Where the few movies that feature Asians often portray Asian men as effeminate, needing the intervention of a strong white male (the prime example being Matt Damon’s character who ludicrously featured in The Great Wall), the lens in Crazy Rich Asians lingers with a playful deliberateness over the men’s sculpted abs. While previous movies have exoticized and sexualised Asian women, depicting them as naïve and juvenile, the women of this film are each celebrated for their unique strength and intelligence.

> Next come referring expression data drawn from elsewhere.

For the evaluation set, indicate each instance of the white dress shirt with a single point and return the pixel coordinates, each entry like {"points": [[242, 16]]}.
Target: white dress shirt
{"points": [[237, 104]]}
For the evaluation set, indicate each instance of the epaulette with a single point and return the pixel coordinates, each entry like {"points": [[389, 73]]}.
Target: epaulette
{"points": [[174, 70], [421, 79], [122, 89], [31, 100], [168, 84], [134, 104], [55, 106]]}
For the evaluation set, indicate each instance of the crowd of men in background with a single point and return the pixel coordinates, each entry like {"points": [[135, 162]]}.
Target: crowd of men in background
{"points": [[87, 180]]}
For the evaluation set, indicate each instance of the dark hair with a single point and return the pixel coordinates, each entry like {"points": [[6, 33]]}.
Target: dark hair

The movie does a brilliant job of deconstructing stereotypes with subtlety and wit, avoiding heavy-handedness. Although it has been criticised for not doing enough in an overt, substantial sense, to challenge “racial boundaries” (Yuan Ren, The Guardian (2018) – “Crazy Rich Asians is a Missed Opportunity for Hollywood”) I don’t think it has to do anything exceptional. There are so many Hollywood rom-coms that are taken at face value and enjoyed. The fact that society expects every film featuring an ethnically diverse cast to make a statement about race, is in itself worrying. We are entitled to the luxury of a film where Asian people fall in and out of love, eat, talk, travel, simply EXIST – a film that is fun and at times frivolous, as Crazy Rich Asians is, without having to be didactic.
Despite its light-heartedness, Crazy Rich Asians gives a voice and a form of representation to a large proportion of the east Asian diaspora who rarely speak up about the racism they face. Speaking from personal experience, this reticence has a lot to do with culture – although this is, of course, a generalisation. Perhaps it is a culturally ingrained tendency to simply put our heads down and work hard to prove that we’re good enough. Whatever it is, popular culture plays an influential role in inspiring the articulation of experience – and that is what I have seen and celebrated in myself, and the Asian community around me, since the film’s release.

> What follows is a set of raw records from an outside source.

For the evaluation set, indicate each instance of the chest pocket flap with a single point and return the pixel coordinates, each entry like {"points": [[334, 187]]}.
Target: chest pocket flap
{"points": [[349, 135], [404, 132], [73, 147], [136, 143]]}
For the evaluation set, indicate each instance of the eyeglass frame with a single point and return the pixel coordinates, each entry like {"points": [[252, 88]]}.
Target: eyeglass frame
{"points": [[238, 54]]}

Crazy Rich Asians isn’t just the story of triple-threat Asians – beautiful, smart and rich. It is the story of an American-born Chinese, Rachel Chu, who inhabits two worlds – just as so many of us Australian-born Chinese, ABCs, bananas, however you want to call us, have done since birth.

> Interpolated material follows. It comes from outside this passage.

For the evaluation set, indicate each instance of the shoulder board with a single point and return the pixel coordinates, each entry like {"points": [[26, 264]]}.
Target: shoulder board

It is the story of a woman whose mother, like so many of our parents, carved out a new life for her daughter and herself. It is a story that we share – our parents’ legacy of resilience, giving us an experience of cross-cultural living that means we never have to choose. We can have both – Asian tradition and Aussie humour; Mr Brightside and Ip Man; we can proudly be bananas, mangoes, potatoes, any shade of yellow and white that we want.
There is an unforgettable scene in the film where Rachel stands up to her boyfriend’s snobbish and stoic mother, Eleanor Young, in an exquisitely restrained speech that still manages to be hard-hitting. Then she turns and walks away with her own mother, who is waiting for her, whose face and dress lack Eleanor’s perfectly made-up, polished sophistication – but who is utterly beautiful in that moment, lit up with pride and love for her daughter.
Watching that moment on the big screen, I was overwhelmed by a rare and wonderful pride. I was proud of my migrant parents who slept on cardboard when they first arrived in Australia, who suffered so their children wouldn’t have to. I was proud of my people – smart, hard-working, beautiful, funny, strong, loyal, loving.
And I was finally proud, too, of who I am – the kind of person who could, with a little (or a lot) of Mandarin practice, reconcile and embrace the two cultures to which I belong. The kind of person who is infinitely richer because of my heritage – yours truly, a crazy rich Asian.